Furthermore, the increased number of coils increases the number of connecting wires between the coils, thus causing complicated intertwinement of the windings with each other.
As an example of methods for manufacturing stators of motors, there is known a manufacturing method using an automatic winding machine having an inserter (For example, Japanese Unexamined Patent Publication (Kokai) Nos. 2013-183492, 2002-165396, and 2001-238414). In this method, a plurality of coils is manufactured by turning nozzles or fliers of the winding machine about spools. The manufactured coils are inserted into the inserter, and the inserter is gradually inserted into a stator so that the coils are wound in the stator. In this process, an increase in the number of coils to be manufactured increases the number of insertions into the inserter, and thus significantly increases the number of manufacturing steps. Also, since a lot of coils are inserted into the inserter, when there are a number of connecting wires between the coils, windings may be complicatedly intertwined and cause a manufacturing failure.

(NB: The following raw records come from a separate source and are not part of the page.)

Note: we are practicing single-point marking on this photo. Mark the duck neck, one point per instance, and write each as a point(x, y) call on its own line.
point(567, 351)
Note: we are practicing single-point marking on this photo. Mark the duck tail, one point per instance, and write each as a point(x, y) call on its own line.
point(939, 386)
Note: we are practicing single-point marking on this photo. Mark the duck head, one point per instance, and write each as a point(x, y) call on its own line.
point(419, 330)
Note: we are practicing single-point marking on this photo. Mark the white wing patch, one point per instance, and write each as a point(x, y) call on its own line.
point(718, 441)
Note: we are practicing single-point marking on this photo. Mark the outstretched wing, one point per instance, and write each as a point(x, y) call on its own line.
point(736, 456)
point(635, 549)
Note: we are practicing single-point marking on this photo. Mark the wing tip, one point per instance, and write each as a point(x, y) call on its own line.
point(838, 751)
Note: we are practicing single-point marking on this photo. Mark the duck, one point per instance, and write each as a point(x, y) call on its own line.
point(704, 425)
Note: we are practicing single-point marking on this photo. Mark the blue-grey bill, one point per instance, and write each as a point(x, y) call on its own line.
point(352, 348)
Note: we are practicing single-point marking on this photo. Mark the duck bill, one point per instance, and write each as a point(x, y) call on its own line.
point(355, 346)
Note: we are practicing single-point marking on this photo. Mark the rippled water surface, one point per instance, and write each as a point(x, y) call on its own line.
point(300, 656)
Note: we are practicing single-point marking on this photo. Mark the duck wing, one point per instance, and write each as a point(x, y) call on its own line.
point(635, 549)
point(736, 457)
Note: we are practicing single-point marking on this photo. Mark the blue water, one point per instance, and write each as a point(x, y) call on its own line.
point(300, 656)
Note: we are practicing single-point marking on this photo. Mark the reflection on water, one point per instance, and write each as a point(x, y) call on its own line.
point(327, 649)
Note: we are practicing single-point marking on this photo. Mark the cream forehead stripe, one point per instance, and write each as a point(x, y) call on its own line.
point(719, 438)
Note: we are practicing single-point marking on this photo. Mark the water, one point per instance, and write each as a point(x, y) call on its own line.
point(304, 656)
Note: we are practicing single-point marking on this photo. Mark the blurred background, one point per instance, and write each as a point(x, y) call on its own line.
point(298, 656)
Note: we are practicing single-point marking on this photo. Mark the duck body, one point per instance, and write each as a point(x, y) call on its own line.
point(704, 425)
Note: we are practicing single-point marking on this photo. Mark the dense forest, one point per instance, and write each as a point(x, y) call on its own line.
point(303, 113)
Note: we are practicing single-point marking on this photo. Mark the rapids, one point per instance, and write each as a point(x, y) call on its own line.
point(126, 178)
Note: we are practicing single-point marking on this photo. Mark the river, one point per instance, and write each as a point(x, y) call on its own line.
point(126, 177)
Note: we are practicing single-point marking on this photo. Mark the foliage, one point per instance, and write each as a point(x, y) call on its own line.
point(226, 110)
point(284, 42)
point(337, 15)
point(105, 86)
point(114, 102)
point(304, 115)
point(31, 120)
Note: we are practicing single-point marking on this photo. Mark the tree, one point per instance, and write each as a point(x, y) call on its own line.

The manufacturing method using the inserter has the following problems.
Fractional-slot winding motors having complicated winding configurations are difficult to be manufactured by automatic winding and require a number of manufacturing steps.
An increase in the number of coils increases overlaps of the coils and increases the length of coil ends.
An increase in the number of coils increases the number of connecting wires between the coils and causes complication.